BlueScope Steel, Australia's largest steelmaker and owner of the New Zealand Steel mill, has agreed to buy assets of Fletcher Building's Pacific Steel in a $120 million deal that will lead to the closure of Fletcher's steel mill at Otahuhu at the end of 2015.
The transaction will leave BlueScope as the nation's only steelmaker and requires approval from the Commerce Commission. The companies are aiming to complete the transaction in mid-2014.
Melbourne-based BlueScope will pay $60 million for Pacific Steel's long-products rolling and marketing operations and pay about $60 million for the target's working capital, according to a statement from Auckland-based Fletcher, which expects to record a significant expense item of up to $19 million.
Bluescope will pay half the $60 million price of the assets upfront and the remainder once it has commissioned a new billet caster, expected to be by the end of calendar 2015.
The sale includes Pacific Steel's rolling mill and wire drawing facilities in Otahuhu together with its Fijian rolling mill, Fletcher said in an announcement to the NZX this morning.
BlueScope will buy the Pacific Steel business and construct a new billet caster at the Glenbrook site south of Auckland which is operated by BlueScope's wholly owned subsidiary New Zealand Steel.
See more about Pacific Steel here.
Fletcher will retain an economic interest in the Pacific Steel business through profit sharing arrangements until the new billet caster has been completed and billet production has been transferred to NZ Steel's Glenbrook steel mill, it said.
Mark Adamson, chief executive said having a local operator buy the business was the best outcome to help ensure that steel manufacturing in New Zealand remained globally competitive.
"This is a home-grown solution that secures a sustainable future for the New Zealand steel industry," he said.

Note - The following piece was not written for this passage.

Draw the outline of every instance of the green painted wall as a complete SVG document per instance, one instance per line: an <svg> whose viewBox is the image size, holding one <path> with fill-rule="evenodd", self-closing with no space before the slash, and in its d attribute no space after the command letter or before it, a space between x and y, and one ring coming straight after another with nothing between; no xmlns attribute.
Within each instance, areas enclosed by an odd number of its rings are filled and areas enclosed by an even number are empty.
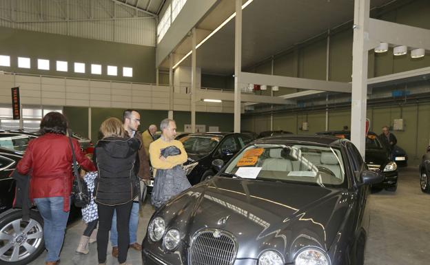
<svg viewBox="0 0 430 265"><path fill-rule="evenodd" d="M119 43L0 27L0 54L11 57L11 66L0 70L128 82L155 83L155 47ZM17 57L30 57L31 69L18 68ZM50 70L37 69L37 59L50 60ZM68 72L57 72L57 61L68 62ZM85 63L85 74L74 72L74 63ZM91 63L102 65L102 74L91 74ZM107 65L118 67L108 76ZM133 77L123 77L123 67L133 67Z"/></svg>
<svg viewBox="0 0 430 265"><path fill-rule="evenodd" d="M64 107L63 113L69 121L72 131L88 137L88 108L79 107Z"/></svg>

Most of the employees in Pacific Steel's rolling mill and wire drawing facilities will be offered employment with BlueScope subsidiaries on terms and conditions that are similar to their current arrangements, Fletcher said.
Staff who are not offered employment will remain employees of Fletcher Building to operate the steel mill at Otahuhu until it is decommissioned, following which they will be given the opportunity to re-train and move to other roles in the Fletcher Group.
The transaction does not affect the ownership of Fletcher Building's steel distribution business, Fletcher Easysteel, or its steel reinforcing business, Fletcher Reinforcing.